Christmas Bird Counts then and now
On London’s Christmas Bird Counts in the early 20th century Northern Shrikes were a hit-or-miss species. That is still the case today. Photo by Paul Nicholson.
’Tis the season for Christmas Bird Counts across the Western Hemisphere. The count window is from December 14 to January 5.
The Christmas Bird Counts (or CBCs) started in Toronto and 24 other locations across North America in 1900. They are the world’s longest-running citizen science initiative. During the weeks on either side of Christmas, birders the fan out on routes within defined count circles and complete a census of birds. London’s CBC has been occurring since 1910.
The City of London has grown in recent years beyond its original count circle, especially in the northeast part of the City. The CBC is carried out in London only at routes and feeders that fall within the circle.
It’s interesting to reflect on what remains the same and what has changed with the counts over the past many decades.
Technology has changed the look of CBCs. Instead of relying completely on paper records, data collected on each of the routes within a count circle can now be reported online using the eBird platform. The data are consolidated electronically too, and they are ultimately accessed by researchers digitally.
The value of the citizen science data is still very powerful. In fact, because of the usefulness of the early CBCs, many more count circles have been added. There are now more than 2,000 count circles across the Americas. Also, many more citizen science initiatives such as the Great Backyard Bird Count, Breeding Bird Atlassing, Project Feederwatch, and Swiftwatch have sprung up.
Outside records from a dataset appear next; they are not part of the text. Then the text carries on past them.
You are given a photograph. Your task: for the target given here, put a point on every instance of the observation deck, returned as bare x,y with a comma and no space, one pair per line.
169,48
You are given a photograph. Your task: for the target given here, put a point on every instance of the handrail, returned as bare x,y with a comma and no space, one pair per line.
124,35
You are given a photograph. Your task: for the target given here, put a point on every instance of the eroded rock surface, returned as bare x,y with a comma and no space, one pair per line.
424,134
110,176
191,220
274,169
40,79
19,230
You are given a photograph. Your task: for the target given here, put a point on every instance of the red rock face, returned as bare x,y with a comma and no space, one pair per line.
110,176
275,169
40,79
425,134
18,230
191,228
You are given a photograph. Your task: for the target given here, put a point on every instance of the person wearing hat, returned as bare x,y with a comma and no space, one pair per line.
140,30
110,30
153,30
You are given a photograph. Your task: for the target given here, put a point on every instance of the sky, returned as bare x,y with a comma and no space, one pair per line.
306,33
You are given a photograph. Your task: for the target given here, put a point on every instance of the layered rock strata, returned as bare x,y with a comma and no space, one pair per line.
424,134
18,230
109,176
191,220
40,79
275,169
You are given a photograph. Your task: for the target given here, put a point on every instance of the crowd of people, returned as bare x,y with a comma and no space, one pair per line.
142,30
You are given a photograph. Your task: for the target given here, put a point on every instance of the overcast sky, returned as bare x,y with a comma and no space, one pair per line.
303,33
Some of the bird species seen in London have remained the same over the past century. In a January 7, 1939 London Free Press column titled “The Christmas Census”, naturalist W.E Saunders reported that American Tree Sparrows, Golden-crowned Kinglets, Herring Gulls, and Downy Woodpeckers were all seen in good numbers on the count day.
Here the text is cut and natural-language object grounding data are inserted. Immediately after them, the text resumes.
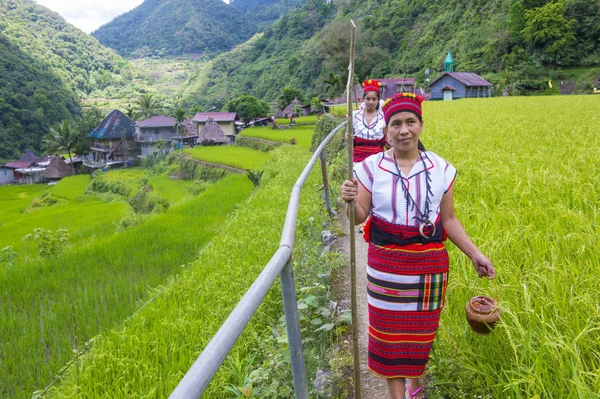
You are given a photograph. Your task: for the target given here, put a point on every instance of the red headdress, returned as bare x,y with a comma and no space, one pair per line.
402,102
372,85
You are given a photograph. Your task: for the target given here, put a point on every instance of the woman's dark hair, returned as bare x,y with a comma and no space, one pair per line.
378,96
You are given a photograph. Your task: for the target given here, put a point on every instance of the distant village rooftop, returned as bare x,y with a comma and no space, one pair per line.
157,121
202,117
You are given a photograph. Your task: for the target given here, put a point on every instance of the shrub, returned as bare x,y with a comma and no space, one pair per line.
49,244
Some of the species that were hit or miss in the early 1900s are still hit or miss on the London count now. For example, Saunders wrote about the Northern Shrike having been an expected sighting that was missed. “We felt rather confident about this fellow, in advance, because several of us had seen him in recent weeks.”
Some of the bird species have changed. Saunders noted that “the Black-backed Woodpecker was found in its customary area, busily hunting those insects that work under the bark of dead spruces.” He also commented that Lapland Longspurs had frequently been seen almost up to December 25. There were 50 Lapland Longspurs on that year’s CBC. Another eye-catching tally was the Ring-necked Pheasants with a total of 34 individuals having been seen.
This year, no-one would expect Black-backed Woodpecker or flocks of Lapland Longspurs to be seen on the London CBC routes. If multiple sightings of Pheasant were logged, most would be attributed to birds escaped from a game farm.
On the other hand, London birders now routinely have species such as Carolina Wren and Red-bellied Woodpecker on the count.
Bird scientists study the year-over-year CBC data in an effort to determine what has caused the population shifts. In some cases it will be habitat loss or insecticides or range change driven by climate change.
Some common bird names have changed in the past hundred years. Saunders referred to Snowbirds instead of Dark-eyed Juncos and he called the Northern Shrike a Butcherbird.
It is interesting to see that the Northern Cardinal populations have remained robust in the London area for more than a century. Saunders reported on scores of them decades ago and they can still be seen and heard in good numbers today. This is one of the many reasons that the Northern Cardinal was officially proclaimed to be the City of London’s official bird in 2021.